PostgreSQL replication and failover with Omnibus GitLab

If you’re a Free user of GitLab self-managed, consider using a cloud-hosted solution. This document doesn’t cover installations from source.

If a setup with replication and failover isn’t what you were looking for, see the database configuration document for the Omnibus GitLab packages.

It’s recommended to read this document fully before attempting to configure PostgreSQL with replication and failover for GitLab.

Architecture

The Omnibus GitLab recommended configuration for a PostgreSQL cluster with replication failover requires:

  • A minimum of three PostgreSQL nodes.
  • A minimum of three Consul server nodes.
  • A minimum of three PgBouncer nodes that track and handle primary database reads and writes.
    • An internal load balancer (TCP) to balance requests between the PgBouncer nodes.
  • Database Load Balancing enabled.
    • A local PgBouncer service configured on each PostgreSQL node. Note that this is separate from the main PgBouncer cluster that tracks the primary.

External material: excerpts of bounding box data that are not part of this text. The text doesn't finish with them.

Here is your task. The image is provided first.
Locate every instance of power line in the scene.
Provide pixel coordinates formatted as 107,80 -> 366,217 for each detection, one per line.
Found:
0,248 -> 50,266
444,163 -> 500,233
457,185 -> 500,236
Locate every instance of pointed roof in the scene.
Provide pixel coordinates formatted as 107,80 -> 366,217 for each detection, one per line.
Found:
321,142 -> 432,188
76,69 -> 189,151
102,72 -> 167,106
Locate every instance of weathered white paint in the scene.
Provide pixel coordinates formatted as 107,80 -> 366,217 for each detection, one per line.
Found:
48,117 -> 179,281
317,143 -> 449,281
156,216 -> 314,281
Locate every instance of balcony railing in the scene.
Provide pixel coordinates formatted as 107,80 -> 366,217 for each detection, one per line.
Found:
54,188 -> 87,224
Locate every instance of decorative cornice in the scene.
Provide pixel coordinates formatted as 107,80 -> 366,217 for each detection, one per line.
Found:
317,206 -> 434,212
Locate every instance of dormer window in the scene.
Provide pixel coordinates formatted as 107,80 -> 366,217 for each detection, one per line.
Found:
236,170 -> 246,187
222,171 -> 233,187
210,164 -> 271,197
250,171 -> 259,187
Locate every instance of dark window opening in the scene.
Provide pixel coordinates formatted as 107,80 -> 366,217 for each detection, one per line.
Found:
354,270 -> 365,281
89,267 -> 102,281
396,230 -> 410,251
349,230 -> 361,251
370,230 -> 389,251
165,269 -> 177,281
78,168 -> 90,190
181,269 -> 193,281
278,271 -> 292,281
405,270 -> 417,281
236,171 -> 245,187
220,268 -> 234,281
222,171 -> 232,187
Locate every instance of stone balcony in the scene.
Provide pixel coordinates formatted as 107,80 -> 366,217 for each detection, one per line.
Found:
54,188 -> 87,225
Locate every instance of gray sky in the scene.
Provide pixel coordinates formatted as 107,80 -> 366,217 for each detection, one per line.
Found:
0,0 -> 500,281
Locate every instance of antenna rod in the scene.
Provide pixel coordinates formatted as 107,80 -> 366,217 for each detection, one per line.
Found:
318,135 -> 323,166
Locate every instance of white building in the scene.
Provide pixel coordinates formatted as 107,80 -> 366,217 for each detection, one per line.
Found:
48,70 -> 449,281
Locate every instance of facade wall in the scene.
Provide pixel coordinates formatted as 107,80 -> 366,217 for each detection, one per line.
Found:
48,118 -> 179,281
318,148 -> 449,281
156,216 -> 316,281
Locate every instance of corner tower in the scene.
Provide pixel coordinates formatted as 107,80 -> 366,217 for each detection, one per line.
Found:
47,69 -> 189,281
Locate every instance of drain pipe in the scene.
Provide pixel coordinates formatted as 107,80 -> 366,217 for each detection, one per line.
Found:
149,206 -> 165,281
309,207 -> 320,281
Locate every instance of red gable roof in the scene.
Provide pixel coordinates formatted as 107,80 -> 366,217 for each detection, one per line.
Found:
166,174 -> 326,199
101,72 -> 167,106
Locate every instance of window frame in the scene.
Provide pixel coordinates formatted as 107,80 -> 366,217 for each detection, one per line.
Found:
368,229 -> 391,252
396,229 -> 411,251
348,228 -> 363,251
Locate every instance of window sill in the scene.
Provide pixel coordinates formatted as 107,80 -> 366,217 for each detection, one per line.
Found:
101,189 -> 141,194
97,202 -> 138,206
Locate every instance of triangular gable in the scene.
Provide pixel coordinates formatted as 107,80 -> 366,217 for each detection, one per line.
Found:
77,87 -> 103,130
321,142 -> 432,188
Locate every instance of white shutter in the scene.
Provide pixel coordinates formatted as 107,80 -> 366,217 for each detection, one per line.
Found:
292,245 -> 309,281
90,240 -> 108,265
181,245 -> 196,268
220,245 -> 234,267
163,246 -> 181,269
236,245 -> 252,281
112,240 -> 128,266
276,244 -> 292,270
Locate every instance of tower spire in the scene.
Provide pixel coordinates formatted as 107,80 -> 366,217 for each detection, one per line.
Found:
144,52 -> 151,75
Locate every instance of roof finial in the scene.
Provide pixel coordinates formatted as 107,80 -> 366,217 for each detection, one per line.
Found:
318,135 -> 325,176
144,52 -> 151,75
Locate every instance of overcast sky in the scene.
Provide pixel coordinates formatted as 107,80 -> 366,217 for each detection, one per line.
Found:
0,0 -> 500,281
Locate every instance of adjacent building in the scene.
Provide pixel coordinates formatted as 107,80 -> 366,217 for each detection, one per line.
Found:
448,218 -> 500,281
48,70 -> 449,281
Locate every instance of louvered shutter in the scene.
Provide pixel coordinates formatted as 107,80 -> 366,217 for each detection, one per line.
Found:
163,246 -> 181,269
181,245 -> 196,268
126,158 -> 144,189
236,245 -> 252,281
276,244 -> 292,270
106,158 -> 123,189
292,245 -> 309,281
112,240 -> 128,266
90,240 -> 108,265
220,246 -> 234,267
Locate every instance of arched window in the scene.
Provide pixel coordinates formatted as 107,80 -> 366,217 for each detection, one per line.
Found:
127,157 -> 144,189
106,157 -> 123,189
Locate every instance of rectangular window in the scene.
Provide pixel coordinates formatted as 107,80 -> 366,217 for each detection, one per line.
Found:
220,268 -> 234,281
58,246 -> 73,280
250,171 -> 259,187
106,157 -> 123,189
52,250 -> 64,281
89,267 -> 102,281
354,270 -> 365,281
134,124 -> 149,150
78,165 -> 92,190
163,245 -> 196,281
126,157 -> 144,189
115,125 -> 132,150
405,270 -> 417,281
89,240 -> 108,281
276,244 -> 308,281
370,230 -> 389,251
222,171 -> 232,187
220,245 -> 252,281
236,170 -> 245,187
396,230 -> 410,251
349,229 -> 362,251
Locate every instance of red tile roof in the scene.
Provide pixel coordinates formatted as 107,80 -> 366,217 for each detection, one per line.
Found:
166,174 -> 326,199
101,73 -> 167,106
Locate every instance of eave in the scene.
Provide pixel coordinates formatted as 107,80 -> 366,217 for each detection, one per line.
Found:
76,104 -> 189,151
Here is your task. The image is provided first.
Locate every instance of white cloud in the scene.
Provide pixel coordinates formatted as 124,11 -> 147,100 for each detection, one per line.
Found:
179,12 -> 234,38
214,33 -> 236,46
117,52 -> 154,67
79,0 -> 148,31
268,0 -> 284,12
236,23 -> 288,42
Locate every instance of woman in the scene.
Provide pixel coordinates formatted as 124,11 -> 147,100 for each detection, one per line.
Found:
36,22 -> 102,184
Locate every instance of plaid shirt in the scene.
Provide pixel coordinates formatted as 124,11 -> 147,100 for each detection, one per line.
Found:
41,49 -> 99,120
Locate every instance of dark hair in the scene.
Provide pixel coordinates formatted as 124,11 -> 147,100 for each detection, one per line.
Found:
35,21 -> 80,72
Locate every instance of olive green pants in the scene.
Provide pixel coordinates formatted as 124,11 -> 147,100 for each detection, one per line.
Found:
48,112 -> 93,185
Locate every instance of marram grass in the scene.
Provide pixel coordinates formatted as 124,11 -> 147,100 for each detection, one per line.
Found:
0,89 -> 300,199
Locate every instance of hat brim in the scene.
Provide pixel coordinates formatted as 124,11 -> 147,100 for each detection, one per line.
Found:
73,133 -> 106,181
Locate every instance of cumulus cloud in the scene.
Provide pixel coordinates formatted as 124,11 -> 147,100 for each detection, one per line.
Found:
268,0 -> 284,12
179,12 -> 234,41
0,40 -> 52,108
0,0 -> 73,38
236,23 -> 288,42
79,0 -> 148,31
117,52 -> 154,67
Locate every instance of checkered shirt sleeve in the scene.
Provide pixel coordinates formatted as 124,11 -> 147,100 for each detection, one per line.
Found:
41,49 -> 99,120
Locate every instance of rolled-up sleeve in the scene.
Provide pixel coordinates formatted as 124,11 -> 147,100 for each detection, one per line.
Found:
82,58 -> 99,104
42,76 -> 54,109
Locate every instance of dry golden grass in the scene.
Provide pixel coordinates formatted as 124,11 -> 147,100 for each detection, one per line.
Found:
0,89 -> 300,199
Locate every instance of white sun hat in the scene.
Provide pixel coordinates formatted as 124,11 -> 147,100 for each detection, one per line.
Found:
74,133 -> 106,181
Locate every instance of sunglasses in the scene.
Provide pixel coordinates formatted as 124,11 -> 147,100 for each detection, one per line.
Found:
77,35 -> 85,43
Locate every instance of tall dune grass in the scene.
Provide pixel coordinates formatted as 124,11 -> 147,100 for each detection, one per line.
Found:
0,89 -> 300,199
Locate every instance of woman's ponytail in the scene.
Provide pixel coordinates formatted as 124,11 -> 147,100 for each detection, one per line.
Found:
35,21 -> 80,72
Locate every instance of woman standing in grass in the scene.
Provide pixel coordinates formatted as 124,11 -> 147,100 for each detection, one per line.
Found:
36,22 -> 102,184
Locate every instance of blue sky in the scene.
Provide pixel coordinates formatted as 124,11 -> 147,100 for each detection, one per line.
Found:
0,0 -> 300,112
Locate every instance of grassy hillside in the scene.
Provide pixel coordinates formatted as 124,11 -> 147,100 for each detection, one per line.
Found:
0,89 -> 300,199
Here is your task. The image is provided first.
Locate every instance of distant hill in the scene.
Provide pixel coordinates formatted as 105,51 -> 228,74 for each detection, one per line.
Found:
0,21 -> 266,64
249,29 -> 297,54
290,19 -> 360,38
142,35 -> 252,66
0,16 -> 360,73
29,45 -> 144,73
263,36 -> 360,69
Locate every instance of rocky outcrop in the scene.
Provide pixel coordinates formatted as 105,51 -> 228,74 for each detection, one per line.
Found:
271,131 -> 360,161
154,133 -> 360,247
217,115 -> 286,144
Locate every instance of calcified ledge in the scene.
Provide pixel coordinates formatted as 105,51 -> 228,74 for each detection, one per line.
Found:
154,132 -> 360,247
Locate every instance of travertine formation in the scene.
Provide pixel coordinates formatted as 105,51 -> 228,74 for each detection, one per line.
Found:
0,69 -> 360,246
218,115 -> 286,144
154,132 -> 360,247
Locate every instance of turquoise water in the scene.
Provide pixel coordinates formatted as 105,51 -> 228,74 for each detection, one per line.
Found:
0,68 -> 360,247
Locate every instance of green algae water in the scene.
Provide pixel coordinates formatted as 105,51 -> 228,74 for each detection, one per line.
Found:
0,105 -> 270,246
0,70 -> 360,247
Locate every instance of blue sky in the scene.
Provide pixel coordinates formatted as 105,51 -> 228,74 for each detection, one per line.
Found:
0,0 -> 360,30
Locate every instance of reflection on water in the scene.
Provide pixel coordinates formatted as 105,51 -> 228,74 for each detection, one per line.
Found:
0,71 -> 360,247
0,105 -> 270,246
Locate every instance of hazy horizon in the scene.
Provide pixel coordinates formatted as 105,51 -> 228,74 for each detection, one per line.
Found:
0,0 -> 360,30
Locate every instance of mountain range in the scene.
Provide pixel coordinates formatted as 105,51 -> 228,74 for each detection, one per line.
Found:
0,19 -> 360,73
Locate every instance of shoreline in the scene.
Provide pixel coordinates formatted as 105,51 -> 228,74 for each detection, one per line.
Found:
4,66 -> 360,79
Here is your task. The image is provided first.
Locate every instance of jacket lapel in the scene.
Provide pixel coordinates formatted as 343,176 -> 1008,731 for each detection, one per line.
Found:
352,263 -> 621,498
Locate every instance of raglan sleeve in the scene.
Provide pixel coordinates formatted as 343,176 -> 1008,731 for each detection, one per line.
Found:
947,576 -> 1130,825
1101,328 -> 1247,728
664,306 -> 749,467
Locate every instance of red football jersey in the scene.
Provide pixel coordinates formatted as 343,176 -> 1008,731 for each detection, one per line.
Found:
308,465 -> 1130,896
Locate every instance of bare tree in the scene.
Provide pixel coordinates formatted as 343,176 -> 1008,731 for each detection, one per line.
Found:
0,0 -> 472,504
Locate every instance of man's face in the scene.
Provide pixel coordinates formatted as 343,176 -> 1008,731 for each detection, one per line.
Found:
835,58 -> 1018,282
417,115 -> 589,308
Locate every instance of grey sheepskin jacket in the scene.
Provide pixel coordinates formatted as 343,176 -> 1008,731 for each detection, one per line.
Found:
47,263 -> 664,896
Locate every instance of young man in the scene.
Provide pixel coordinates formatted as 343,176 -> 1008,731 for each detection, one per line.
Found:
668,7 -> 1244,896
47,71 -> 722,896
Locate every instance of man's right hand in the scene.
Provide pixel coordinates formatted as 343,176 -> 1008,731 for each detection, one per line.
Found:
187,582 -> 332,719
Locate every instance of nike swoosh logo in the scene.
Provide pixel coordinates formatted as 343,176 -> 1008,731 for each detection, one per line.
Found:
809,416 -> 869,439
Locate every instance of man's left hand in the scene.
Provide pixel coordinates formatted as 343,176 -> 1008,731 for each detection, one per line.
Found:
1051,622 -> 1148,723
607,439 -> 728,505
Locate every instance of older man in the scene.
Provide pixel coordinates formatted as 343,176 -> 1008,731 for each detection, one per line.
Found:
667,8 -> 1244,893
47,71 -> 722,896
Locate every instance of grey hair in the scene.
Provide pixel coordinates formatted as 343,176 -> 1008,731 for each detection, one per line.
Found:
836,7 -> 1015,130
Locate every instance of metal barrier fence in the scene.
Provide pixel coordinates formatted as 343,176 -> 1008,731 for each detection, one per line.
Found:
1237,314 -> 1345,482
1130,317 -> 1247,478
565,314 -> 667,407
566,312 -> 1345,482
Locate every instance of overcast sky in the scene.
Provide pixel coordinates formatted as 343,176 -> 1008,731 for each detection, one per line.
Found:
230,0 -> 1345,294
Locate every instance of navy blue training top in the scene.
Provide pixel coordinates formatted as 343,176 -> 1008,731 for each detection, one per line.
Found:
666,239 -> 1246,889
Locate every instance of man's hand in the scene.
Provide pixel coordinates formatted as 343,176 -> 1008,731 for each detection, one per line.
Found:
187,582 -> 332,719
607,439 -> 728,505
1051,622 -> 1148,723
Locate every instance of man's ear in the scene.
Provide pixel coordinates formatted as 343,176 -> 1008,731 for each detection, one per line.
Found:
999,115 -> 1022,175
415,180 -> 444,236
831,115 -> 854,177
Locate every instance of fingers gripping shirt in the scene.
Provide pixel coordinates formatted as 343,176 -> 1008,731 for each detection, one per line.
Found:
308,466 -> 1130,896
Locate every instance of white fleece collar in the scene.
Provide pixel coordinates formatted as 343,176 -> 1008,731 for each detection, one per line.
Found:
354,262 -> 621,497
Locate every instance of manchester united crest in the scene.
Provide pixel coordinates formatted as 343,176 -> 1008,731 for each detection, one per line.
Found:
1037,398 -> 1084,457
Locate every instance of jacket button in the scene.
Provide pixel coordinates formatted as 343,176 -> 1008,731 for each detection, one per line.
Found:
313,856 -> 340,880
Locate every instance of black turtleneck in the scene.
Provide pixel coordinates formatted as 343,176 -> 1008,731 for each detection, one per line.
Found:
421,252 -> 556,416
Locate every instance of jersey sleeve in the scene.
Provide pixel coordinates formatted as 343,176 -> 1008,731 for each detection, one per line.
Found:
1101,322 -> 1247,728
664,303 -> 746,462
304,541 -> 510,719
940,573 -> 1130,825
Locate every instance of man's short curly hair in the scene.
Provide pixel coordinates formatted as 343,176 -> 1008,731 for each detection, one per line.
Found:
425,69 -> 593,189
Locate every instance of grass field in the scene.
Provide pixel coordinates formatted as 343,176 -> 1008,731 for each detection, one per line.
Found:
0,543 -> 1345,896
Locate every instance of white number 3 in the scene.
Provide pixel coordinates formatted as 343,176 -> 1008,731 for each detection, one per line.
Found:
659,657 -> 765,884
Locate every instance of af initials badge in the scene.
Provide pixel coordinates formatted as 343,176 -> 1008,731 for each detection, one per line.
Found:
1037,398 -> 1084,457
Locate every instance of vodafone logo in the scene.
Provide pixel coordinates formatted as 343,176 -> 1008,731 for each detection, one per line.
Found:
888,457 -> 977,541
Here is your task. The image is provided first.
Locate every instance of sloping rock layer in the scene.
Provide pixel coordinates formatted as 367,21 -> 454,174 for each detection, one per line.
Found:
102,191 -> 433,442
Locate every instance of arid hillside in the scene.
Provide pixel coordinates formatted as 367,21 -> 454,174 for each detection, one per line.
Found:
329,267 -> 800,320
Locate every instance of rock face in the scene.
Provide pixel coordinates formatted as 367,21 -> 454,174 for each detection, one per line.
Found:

You also need to take into consideration the underlying network topology, making sure you have redundant connectivity between all Database and GitLab instances to avoid the network becoming a single point of failure.

note
As of GitLab 13.3, PostgreSQL 12 is shipped with Omnibus GitLab. Clustering for PostgreSQL 12 is supported only with Patroni. See the Patroni section for further details. Starting with GitLab 14.0, only PostgreSQL 12 is shipped with Omnibus GitLab, and thus Patroni becomes mandatory for replication and failover.

Database node

Each database node runs four services:

  • PostgreSQL: The database itself.
  • Patroni: Communicates with other Patroni services in the cluster and handles failover when issues with the leader server occurs. The failover procedure consists of:
    • Selecting a new leader for the cluster.
    • Promoting the new node to leader.
    • Instructing remaining servers to follow the new leader node.
  • PgBouncer: A local pooler for the node. Used for read queries as part of Database Load Balancing.
  • Consul agent: To communicate with Consul cluster which stores the current Patroni state. The agent monitors the status of each node in the database cluster and tracks its health in a service definition on the Consul cluster.

Consul server node

The Consul server node runs the Consul server service. These nodes must have reached the quorum and elected a leader before Patroni cluster bootstrap; otherwise, database nodes wait until such Consul leader is elected.

PgBouncer node

Each PgBouncer node runs two services:

  • PgBouncer: The database connection pooler itself.
  • Consul agent: Watches the status of the PostgreSQL service definition on the Consul cluster. If that status changes, Consul runs a script which updates the PgBouncer configuration to point to the new PostgreSQL leader node and reloads the PgBouncer service.

Connection flow

Each service in the package comes with a set of default ports. You may need to make specific firewall rules for the connections listed below:

There are several connection flows in this setup:

Primary

  • Application servers connect to either PgBouncer directly via its default port or via a configured Internal Load Balancer (TCP) that serves multiple PgBouncers.
  • PgBouncer connects to the primary database server’s PostgreSQL default port.

Database Load Balancing

For read queries against data that haven’t been recently changed and are up to date on all database nodes:

  • Application servers connect to the local PgBouncer service via its default port on each database node in a round-robin approach.
  • Local PgBouncer connects to the local database server’s PostgreSQL default port.

Replication

  • Patroni actively manages the running PostgreSQL processes and configuration.
  • PostgreSQL secondaries connect to the primary database servers PostgreSQL default port
  • Consul servers and agents connect to each others Consul default ports

Setting it up

Required information

Before proceeding with configuration, you need to collect all the necessary information.

Network information

PostgreSQL doesn’t listen on any network interface by default. It needs to know which IP address to listen on to be accessible to other services. Similarly, PostgreSQL access is controlled based on the network source.

This is why you need:

  • The IP address of each node’s network interface. This can be set to 0.0.0.0 to listen on all interfaces. It cannot be set to the loopback address 127.0.0.1.
  • Network Address. This can be in subnet (that is, 192.168.0.0/255.255.255.0) or Classless Inter-Domain Routing (CIDR) (192.168.0.0/24) form.

Consul information

When using default setup, minimum configuration requires:

  • CONSUL_USERNAME. The default user for Omnibus GitLab is gitlab-consul
  • CONSUL_DATABASE_PASSWORD. Password for the database user.
  • CONSUL_PASSWORD_HASH. This is a hash generated out of Consul username/password pair. It can be generated with:

     sudo gitlab-ctl pg-password-md5 CONSUL_USERNAME
    
  • CONSUL_SERVER_NODES. The IP addresses or DNS records of the Consul server nodes.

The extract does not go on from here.